Método de producción de carotenoides ricos en luteína a partir de los pétalos de las flores de la caléndula que comprende los pasos siguientes:

(a) ensilado de los pétalos de las flores de la caléndula bajo condiciones anaerobias controladas para fijar y enriquecer los carotenoides presentes en los pétalos, (b) deshidratación a través de un proceso de secado ecológico para obtener harina desecada, (c) peletización de la harina, (d) extracción con solvente de la harina peletizada utilizando hexanos de grado alimenticio para obtener ésteres de carotenoides ricos en oleorresina de la caléndula, (e) hidrólisis de los ésteres de carotenoides con álcali tras homogeneizar la oleorresina en alcohol absoluto, (f) precipitación de los cristales de carotenoides utilizando una mezcla de alcohol y agua, (g) lavado con una cantidad suficiente de agua caliente para eliminar los jabones hidrosolubles, clorofilinas y otras impurezas orgánicas como trazas de hexanos residuales, (h) filtración de los cristales de carotenoides utilizando un filtro prensa, centrífuga y filtro de Neutch, (i) secado para obtener los cristales de carotenoides puros con altos niveles de pureza, contenido de humedad considerablemente bajo y sin solventes residuales perjudiciales

Aislamiento y purificación de carotenoides de las flores de la caléndula.

Sector de la invención

La presente invención se refiere a cristales de carotenoides puros obtenidos de las flores de la caléndula y particularmente a su proceso de aislamiento y purificación.

Antecedentes de la invención

Está demostrado científicamente que los cristales de carotenoides puros obtenidos de las flores de la caléndula, que comprenden predominantemente xantofilas como luteína, zeaxantina y criptoxantina y bajos niveles de β-caroteno, reducen el riesgo de padecer degeneración macular asociada a la edad (referencia: Moeller SM, Jacques PF, Blumberg JB "The potential role of dietary Xanthophylls in cataract and age related macular degeneration", (El papel potencial de las xantofilas de la dieta en las cataratas y la degeneración macular asociada a la edad), Journal of the American College of Nutrition, 2000; 19: 522S-527S), controlan el nivel de colesterol LDL (referencia: Chopra M., Thurnham DI, "Effect of Lutein on oxidation of low density lipoproteins (LDL) in vitro", (Efecto de la luteína sobre la oxidación de lipoproteínas de baja densidad (LDL) in vitro), Proceedings of the Nutrition Society, 1994; 53:1993, nº 18A), previenen enfermedades arteriales coronarias (referencia: Howard AN, Williams NR, Palmer CR, Cambou JP, Evans AE, Foote JW, et al., "Do hydroxy-carotenoids prevent coronary heart disease?
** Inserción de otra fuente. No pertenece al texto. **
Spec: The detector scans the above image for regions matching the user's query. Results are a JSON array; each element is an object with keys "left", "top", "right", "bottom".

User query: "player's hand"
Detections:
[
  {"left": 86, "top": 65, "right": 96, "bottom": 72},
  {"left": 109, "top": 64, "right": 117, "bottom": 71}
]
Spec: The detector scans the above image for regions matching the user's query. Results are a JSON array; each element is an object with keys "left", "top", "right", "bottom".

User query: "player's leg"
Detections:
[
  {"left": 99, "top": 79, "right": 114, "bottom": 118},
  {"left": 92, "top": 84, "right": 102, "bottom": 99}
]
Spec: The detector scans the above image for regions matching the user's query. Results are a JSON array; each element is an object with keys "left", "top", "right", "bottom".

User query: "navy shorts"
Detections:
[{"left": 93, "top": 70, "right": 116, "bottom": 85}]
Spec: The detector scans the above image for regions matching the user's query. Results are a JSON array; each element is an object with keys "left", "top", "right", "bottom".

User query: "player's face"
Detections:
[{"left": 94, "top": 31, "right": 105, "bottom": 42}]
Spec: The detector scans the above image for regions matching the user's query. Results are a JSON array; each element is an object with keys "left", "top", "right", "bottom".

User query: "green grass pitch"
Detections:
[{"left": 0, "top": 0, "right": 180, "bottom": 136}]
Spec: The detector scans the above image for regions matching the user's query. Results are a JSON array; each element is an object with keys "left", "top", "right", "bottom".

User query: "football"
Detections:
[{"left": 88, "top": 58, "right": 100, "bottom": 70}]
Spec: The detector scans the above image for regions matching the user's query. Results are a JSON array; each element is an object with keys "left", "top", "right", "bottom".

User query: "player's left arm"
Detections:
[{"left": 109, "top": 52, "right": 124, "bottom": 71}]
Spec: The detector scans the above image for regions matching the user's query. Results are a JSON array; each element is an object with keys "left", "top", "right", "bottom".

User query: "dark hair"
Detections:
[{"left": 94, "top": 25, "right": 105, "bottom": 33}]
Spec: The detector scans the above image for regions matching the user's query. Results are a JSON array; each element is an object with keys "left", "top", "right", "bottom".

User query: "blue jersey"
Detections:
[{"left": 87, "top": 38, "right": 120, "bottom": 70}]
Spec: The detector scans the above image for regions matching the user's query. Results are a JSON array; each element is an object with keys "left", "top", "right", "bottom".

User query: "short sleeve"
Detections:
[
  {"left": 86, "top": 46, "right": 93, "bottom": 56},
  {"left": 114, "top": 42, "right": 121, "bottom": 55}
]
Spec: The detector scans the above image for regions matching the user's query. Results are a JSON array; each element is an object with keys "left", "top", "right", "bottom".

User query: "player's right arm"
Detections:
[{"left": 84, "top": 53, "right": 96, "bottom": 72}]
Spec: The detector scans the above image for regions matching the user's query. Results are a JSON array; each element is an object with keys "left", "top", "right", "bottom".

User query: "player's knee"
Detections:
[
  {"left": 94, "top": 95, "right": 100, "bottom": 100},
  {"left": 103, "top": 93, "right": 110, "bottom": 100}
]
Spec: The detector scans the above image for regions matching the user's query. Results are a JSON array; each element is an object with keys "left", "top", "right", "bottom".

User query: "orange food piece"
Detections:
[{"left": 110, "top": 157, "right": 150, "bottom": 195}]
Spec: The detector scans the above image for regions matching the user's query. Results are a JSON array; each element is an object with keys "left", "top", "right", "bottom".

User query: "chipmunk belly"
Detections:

A comparison between Belfast and Toulouse", (Previenen los hidroxi-carotenoides la enfermedad arterial coronaria? Una comparación entre los casos de Belfast y Toulouse), International Journal of Vitamin and Nutrition Research, 1996; 66: 113-118), y son capaces de captar radicales libres e incrementar la inmunidad (referencia: Chew BP, Wong MW, Wong TS, "Effects of Lutein from Marigold extract on immunity and growth of mammary tumors in mice", (Efectos de la luteína de extractos de la caléndula sobre la inmunidad y el crecimiento de tumores mamarios en ratones), Anticancer Research, 1996; 16: 3689-3694).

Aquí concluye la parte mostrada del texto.